Klavsen tarihi
mal

Klavsen tarihi

Klavsen, klavyeli müzik aletlerinin parlak bir temsilcisidir, popülaritesinin zirvesi, o zamanın etkileyici sayıda ünlü bestecisinin üzerinde oynadığı 16.-17. yüzyıl dönemine düştü.

Klavsen tarihi

Şafak ve gün batımı enstrümanı

Klavsen'in ilk sözü 1397'ye kadar uzanır. Erken Rönesans'ta Giovanni Boccaccio tarafından Decameron'unda tanımlanmıştır. Klavsenin en eski görüntüsünün 1425 tarihli olması dikkat çekicidir. Almanya'nın Minden kentinde bir sunak üzerinde tasvir edilmiştir. Çoğunluğu İtalya'nın Venedik kentinde yapılan 16. yüzyılın klavsenleri bize kadar gelmiştir.

Kuzey Avrupa'da, 1579'dan itibaren klavsen üretimi, Rückers ailesinden Flaman ustalar tarafından alındı. Bu zamanda, enstrümanın tasarımı bazı değişikliklere uğrar, gövde ağırlaşır ve teller uzar, bu da derin bir tını rengi verir.

Enstrümanın geliştirilmesinde önemli bir rol, daha sonra Taşkın olan Fransız hanedanı Blanche tarafından oynandı. XNUMX. yüzyılın İngiliz ustalarından Schudy ve Kirkman aileleri ayırt edilir. Klavsenleri meşe bir gövdeye sahipti ve zengin bir sesle ayırt edildi.

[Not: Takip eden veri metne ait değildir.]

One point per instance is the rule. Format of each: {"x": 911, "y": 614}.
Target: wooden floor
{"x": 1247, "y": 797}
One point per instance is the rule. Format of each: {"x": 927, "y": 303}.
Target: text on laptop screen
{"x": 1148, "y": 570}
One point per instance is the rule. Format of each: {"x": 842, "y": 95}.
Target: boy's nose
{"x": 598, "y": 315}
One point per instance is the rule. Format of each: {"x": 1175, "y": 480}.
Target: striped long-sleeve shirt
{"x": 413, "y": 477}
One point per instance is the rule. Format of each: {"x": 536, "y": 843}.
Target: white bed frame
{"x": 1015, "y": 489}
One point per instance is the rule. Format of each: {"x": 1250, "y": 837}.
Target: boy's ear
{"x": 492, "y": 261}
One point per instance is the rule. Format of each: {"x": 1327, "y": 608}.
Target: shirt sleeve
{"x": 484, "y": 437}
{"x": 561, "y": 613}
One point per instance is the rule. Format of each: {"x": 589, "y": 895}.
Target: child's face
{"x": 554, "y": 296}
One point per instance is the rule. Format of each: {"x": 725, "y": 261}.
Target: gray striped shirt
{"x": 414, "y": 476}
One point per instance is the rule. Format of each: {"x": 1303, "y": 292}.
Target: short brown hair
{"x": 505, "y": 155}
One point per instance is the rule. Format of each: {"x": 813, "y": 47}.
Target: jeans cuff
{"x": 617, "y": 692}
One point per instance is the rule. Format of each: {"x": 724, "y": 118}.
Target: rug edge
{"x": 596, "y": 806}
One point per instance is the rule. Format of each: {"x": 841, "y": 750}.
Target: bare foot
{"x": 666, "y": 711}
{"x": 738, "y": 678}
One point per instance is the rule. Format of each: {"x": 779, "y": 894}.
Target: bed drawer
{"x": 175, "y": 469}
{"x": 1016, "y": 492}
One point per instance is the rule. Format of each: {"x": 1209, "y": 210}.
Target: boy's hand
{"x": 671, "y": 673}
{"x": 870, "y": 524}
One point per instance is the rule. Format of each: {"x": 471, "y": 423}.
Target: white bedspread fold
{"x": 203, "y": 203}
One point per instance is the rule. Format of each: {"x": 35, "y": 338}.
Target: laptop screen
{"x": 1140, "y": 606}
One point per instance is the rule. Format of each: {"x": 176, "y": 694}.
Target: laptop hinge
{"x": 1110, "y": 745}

Ne yazık ki, 18. yüzyılın sonunda klavsen tamamen piyanonun yerini aldı. Son model Kirkman tarafından 1809'da üretildi. Sadece 1896'da İngiliz usta Arnold Dolmech enstrümanın üretimini yeniden canlandırdı. Daha sonra inisiyatif, o zamanın ileri teknolojilerini dikkate alarak klavsen üretmeye başlayan Fransız üreticiler Pleyel ve Era tarafından üstlenildi. Tasarım, kalın tellerin sıkı gerilimini tutabilen çelik bir çerçeveye sahipti.

Kilometre Taşları

Klavsen, koparılmış tipte bir klavye enstrümanıdır. Pek çok açıdan kökenini, sesin bir tüy kalem kullanılarak bir klavye mekanizması aracılığıyla çıkarıldığı Yunanca koparılmış enstrüman psalterion'a borçludur. Klavsen çalan bir kişiye klavier oyuncusu deniyordu, org ve klavikordu başarıyla çalabiliyordu. Klavsen, yalnızca değerli ağaçlardan yapıldığı için uzun bir süre aristokratların bir enstrümanı olarak kabul edildi. Anahtarlara genellikle pullar, kaplumbağa kabukları ve değerli taşlar işlenirdi.

Klavsen tarihi

klavsen cihazı

Klavsen uzun bir üçgene benziyor. Yatay olarak düzenlenmiş teller klavye mekanizmasına paraleldir. Her tuşun bir jumper iticisi vardır. İticinin üst kısmına, karga tüyünün bir mızrapının (dilinin) takıldığı bir langetta takılır, bir tuşa basıldığında ipi koparan kişidir. Kamışın üzerinde, ipin titreşimlerini bastıran deri veya keçeden yapılmış bir amortisör bulunur.

Anahtarlar, klavsen sesini ve tınısını değiştirmek için kullanılır. Bu enstrümanda pürüzsüz bir kreşendo ve deminuendo gerçekleştirilememesi dikkat çekicidir. 15. yüzyılda, enstrümanın aralığı 3 oktavdı ve alt aralıkta bazı kromatik notalar eksikti. 16. yüzyılda, aralık 4 oktav'a genişletildi ve 18. yüzyılda enstrümanın zaten 5 oktavı vardı. 18. yüzyıl için tipik bir enstrümanda 2 klavye (kılavuz), 2 set 8` ve 1 – 4` telleri vardı ve bu bir oktav daha yüksek geliyordu. Tınıyı kendi takdirinize göre derleyerek ayrı ayrı ve birlikte kullanılabilirler. Sözde "ud kaydı" veya nazal tını da sağlandı. Bunu elde etmek için, keçe veya deri çıkıntılarla tellerin küçük bir şekilde kesilmesi gerekiyordu.

En parlak klavsenciler J. Chambonière, JF Rameau, F. Couperin, LK Daken ve diğerleridir.